Now the challenge lies in finding the balance between what the consumer wants and what we as designers need to give the public in order to bring about new trends that are unique to Africa. In a culture where “high design” is not yet implemented in everyday life, and consumerism is still retail based, it is more difficult for designers to have freedom in designing garments that will break boundries.

We can do this by breaking stereotypes, collaborating, by using skillsets that are understood and appreciated by our cultures and by involving the whole nation in the art of textile. There are so many people that could benefit from a job in beading, weaving, embroidering and many other that are unique to Africa. These skillsets should no longer be seen as exclusive, but should be a everyday thing as it were many years ago in tribes and settlements.

Africa is where it’s at!


Which kind of music where you listening during your latest project?

I listen to a lot of audio books and Podcasts, when working late into the evenings; I find it informal or relaxed, special, just my own world. In studio we give turns to choose music, not everyone’s taste in music is the same. But if I can slip in some Mac Demarco, Black Math, Dear Tick, or William Onyeabor, I am happy. I feel it is good to jump between different genres, it keeps the vibes fresh.

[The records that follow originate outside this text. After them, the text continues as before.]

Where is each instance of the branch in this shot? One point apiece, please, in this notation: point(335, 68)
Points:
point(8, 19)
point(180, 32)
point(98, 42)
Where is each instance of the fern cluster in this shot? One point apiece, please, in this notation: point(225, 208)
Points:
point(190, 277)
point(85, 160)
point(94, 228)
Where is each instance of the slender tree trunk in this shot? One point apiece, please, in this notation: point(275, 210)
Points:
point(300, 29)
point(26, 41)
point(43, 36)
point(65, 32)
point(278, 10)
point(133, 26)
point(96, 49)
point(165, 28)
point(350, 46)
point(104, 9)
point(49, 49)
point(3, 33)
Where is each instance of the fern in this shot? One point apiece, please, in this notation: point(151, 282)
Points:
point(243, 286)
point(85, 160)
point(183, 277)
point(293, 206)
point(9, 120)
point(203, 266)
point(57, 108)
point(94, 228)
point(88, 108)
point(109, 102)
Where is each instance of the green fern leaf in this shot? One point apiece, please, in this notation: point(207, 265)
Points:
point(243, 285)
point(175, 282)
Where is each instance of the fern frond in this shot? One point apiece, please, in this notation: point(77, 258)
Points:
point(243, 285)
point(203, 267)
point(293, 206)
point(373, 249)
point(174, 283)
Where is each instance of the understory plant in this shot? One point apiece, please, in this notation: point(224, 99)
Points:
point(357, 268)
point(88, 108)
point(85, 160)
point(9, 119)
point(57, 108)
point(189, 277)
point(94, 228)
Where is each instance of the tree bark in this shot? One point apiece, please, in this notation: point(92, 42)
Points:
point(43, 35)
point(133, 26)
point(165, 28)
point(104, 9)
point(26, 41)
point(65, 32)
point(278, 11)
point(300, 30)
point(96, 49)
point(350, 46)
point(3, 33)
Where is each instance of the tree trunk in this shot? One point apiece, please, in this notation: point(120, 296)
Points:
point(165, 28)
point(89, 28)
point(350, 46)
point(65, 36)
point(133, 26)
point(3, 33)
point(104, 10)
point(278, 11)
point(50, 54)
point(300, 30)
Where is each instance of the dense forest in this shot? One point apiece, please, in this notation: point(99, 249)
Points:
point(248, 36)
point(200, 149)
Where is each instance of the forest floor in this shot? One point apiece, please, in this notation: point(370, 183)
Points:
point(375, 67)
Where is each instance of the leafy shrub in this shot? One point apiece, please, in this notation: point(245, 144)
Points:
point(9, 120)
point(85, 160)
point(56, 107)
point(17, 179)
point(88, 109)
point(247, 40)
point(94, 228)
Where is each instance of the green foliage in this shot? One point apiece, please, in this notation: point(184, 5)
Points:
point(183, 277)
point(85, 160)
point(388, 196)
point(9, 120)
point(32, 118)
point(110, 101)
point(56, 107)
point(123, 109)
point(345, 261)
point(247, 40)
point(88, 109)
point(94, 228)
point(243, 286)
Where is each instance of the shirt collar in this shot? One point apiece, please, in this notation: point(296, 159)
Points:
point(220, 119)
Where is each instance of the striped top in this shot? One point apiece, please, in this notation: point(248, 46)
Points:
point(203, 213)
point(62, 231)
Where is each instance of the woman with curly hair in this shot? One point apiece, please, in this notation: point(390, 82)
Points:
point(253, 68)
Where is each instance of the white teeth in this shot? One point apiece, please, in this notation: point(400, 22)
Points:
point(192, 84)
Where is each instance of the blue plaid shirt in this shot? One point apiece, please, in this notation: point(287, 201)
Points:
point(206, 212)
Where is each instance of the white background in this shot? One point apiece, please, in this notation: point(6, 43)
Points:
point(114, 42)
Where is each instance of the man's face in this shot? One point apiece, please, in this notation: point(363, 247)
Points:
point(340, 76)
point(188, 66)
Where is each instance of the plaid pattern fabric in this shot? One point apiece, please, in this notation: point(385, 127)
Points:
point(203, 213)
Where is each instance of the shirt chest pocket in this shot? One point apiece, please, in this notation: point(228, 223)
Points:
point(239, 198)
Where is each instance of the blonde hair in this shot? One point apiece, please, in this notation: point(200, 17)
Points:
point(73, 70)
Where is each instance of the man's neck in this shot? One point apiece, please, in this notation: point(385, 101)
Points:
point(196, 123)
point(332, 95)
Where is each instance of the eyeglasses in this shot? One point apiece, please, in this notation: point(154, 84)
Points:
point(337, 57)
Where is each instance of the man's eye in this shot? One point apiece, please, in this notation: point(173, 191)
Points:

Artists, fashion designers you love and who inspire you?

Many South African artists inspire me, and I love collaborations, we work together and support each other. Some of these are fine artists, Andel Olivier, Banele Khosa, illustrator, Bianca Brand, jeweler, Lorean Jewellery, and many many talented photographers. I feel I find more inspiration in things that aren’t fashion. It broadens one’s perspective and stretches the furthest parts of the mind, giving a new angle to fashion.


Colors you love and that remind about your Country?

Colours in contrast, warm against cold, light against dark. Nothing in South Africa is mediocre. Our people speak out, show face, have character and never back down. Even if it upsets each other we voice our feelings. I think it is very honest in a way. We are a rainbow nation! Not in a “unicorns and butterfly-rainbow-happiness” kind of way, but we all have different cultures, ideas, and views in live, making up one people. I love that about my country.


One famous person you would love to dress and which kind of dress would you imagine for him / her?

JK Rowling, she is amazing, I would dress her in a unique piece made to her taste.


Future projects?

Looking to the future, Sheila-Madge Bakker hopes to move within the international space of competitive design, delivering high-quality garments that are equally comfortable in the street and as high art.


What were you doing before answering all these questions?

Making lunch, I love cooking; two friends and I have a pop-up eatery called “Weekend Pop-up Eatery”. It is a great distraction from the ever-so-busy fashion industry.


Imagine a shape / object to represent your Country.

><this shape. Bigger and smaller, taking in, giving back. It is also a shape used in many cultures for beading and art.